The legislation used the word “Hadd -- meaning that it explicitly sets death as a fixed punishment that cannot be changed, reduced or annulled. In the past, the death penalty has been handed down, and also carried out, in apostasy cases, but it has never before been set down in law,” the Institute’s president, Joseph Grieboski said.
Islam’s five major schools of jurisprudence, the Madh'hab, currently hold that converts from Islam must be executed. However, in the Middle Ages several leading Islamic jurists rejected the death penalty --- as do a number of moderate modern scholars --- noting that while the Koran condemns apostasy as a sin, it does not mandate a penalty.
However Islamic law distinguishes between apostasy of an adult and someone who has not reached puberty. The ‘Umdat as-Salik wa 'Uddat an-Nasik (Reliance of the Traveller and Tools of the Worshipper, of the Shafi'i school of Islamic jurisprudence as practiced by the al-Azhar in Cairo rejects the death penalty for child apostates, as does the Hidayah, the Hanafi juridical work that guides Muslim jurisprudence in India and Pakistan.
The proposed Iranian law would enshrine the mandatory death penalty into the country’s civil code for men. Women apostates would be imprisoned.
Two types of apostasy are set down in the legislation: parental and innate.
Innate apostates are those whose parents were Muslim, declared themselves as Muslim as an adult and then leave the faith.
Parental apostates are those whose parents were non-Muslims, who had become Muslims as adults, and then left the faith.
Article 225-7 states the “Punishment for an innate apostate is death,” while Article 225-8 allows a parental apostate three days to recant their apostasy. If they continue in their unbelief, “the death penalty would be carried out.”
Article 112 would give the law an extraterritorial jurisdiction, extending its mandate to cover those who renounce Islam both inside and outside Iran.
The law criminalizes heresy saying that anyone who claims to be a Prophet, or a Muslim who “creates a sect based on that which is contrary to the obligations and necessities of Islam, is considered an apostate.”
Those who practice “witchcraft” shall also be “sentenced to death.”
"The draft penal code is gross violation of fundamental and human rights by a regime that has repeatedly abused religious and other minorities," said Mr Grieboski. "This is simply another legislative attempt on the part of the Iranian regime to persecute religious minorities.”
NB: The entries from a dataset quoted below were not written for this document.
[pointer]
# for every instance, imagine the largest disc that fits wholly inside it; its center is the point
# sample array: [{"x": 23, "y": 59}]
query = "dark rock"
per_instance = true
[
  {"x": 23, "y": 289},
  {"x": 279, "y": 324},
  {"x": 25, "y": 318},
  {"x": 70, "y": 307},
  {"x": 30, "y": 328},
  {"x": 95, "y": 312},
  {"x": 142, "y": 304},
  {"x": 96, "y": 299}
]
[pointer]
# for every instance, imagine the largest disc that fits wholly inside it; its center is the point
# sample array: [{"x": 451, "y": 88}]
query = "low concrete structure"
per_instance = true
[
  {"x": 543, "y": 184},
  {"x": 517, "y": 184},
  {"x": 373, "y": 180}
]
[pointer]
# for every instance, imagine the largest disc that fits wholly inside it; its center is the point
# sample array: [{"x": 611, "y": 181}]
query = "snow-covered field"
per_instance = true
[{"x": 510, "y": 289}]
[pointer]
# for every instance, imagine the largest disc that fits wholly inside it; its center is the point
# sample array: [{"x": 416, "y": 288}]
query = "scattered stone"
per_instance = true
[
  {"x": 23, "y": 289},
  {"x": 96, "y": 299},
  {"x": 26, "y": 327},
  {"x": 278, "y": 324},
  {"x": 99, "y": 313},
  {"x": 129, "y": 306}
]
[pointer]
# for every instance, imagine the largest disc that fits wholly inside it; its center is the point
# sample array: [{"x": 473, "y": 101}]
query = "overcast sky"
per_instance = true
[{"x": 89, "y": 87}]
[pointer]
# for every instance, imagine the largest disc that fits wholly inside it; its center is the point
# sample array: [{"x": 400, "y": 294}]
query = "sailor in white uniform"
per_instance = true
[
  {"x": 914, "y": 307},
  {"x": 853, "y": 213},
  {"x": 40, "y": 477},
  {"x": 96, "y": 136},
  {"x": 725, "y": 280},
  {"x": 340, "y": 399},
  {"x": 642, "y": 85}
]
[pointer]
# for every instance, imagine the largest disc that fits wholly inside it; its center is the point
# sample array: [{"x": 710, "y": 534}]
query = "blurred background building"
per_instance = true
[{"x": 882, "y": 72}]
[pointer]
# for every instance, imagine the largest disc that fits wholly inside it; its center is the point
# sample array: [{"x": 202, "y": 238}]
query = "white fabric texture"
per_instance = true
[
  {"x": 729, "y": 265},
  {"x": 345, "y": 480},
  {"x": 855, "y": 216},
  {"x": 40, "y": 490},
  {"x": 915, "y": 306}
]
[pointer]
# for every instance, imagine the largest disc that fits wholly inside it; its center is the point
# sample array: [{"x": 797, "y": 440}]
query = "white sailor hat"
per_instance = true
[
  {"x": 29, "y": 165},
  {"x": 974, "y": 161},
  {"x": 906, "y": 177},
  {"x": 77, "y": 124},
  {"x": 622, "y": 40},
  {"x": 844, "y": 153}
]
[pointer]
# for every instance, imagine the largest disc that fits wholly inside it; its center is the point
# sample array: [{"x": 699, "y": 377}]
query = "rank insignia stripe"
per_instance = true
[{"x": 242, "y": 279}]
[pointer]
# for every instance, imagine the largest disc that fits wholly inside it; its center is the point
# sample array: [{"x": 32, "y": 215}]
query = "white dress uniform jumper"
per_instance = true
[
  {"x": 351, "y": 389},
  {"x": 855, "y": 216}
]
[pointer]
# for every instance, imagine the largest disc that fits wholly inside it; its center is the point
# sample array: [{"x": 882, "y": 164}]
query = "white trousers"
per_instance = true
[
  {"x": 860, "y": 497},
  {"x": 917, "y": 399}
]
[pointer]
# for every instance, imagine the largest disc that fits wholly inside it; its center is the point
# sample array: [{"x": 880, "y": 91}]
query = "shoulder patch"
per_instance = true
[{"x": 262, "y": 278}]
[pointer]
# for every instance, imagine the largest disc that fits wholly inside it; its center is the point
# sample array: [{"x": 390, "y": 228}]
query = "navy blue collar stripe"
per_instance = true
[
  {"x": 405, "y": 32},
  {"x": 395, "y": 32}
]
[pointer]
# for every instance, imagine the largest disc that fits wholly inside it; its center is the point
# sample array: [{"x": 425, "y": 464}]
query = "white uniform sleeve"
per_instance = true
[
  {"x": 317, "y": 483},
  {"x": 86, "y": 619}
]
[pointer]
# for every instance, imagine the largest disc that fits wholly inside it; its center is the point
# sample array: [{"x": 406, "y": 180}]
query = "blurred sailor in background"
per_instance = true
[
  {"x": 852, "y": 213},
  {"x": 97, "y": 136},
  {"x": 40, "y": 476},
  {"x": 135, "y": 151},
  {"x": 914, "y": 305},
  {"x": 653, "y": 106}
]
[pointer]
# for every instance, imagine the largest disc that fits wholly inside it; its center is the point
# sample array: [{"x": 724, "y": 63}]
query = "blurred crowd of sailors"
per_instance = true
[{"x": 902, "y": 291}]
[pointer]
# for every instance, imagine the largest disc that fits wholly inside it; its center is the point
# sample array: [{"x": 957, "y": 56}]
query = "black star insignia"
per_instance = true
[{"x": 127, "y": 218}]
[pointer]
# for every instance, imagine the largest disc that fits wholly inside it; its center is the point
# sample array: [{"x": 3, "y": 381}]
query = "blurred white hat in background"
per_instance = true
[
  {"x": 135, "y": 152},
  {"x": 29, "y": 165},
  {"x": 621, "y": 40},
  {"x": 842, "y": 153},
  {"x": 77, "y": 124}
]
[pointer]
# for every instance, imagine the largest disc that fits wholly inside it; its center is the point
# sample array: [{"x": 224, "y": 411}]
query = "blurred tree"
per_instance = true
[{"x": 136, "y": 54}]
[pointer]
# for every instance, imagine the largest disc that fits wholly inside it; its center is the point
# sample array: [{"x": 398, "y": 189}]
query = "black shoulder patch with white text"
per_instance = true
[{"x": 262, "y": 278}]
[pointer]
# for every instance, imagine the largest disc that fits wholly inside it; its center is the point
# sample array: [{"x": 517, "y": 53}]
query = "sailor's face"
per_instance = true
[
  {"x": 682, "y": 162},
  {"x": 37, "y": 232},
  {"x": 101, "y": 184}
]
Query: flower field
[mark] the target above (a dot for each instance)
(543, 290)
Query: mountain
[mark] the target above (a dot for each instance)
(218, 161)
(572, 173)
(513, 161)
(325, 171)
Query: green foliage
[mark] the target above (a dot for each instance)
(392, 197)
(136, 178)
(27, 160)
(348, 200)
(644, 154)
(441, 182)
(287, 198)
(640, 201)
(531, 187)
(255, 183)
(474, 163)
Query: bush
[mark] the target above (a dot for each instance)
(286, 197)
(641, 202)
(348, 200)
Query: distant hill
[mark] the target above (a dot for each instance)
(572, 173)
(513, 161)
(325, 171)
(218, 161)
The proposed laws were “a legislative tool to consolidate power around the regime and extend its religious tyranny globally," Mr Grieboski said, and should be condemned by the international community.
In December 2004, the Prince of Wales convened a meeting of Muslim and Christian leaders at Clarence House to address the death penalty for converts. The Bishops of London and Rochester, the Archbishop of Kaduna, Nigeria, an Orthodox bishop and the director of the Barnabas Fund met with representatives of the London-based Al-Khoei Foundation, the Islamic Society of Britain, and Dr Zaki Badawi of the Muslim College in London.
Prince Charles’ efforts proved unsuccessful however as the Muslim delegation said non-Muslims should not speak publicly about apostasy laws.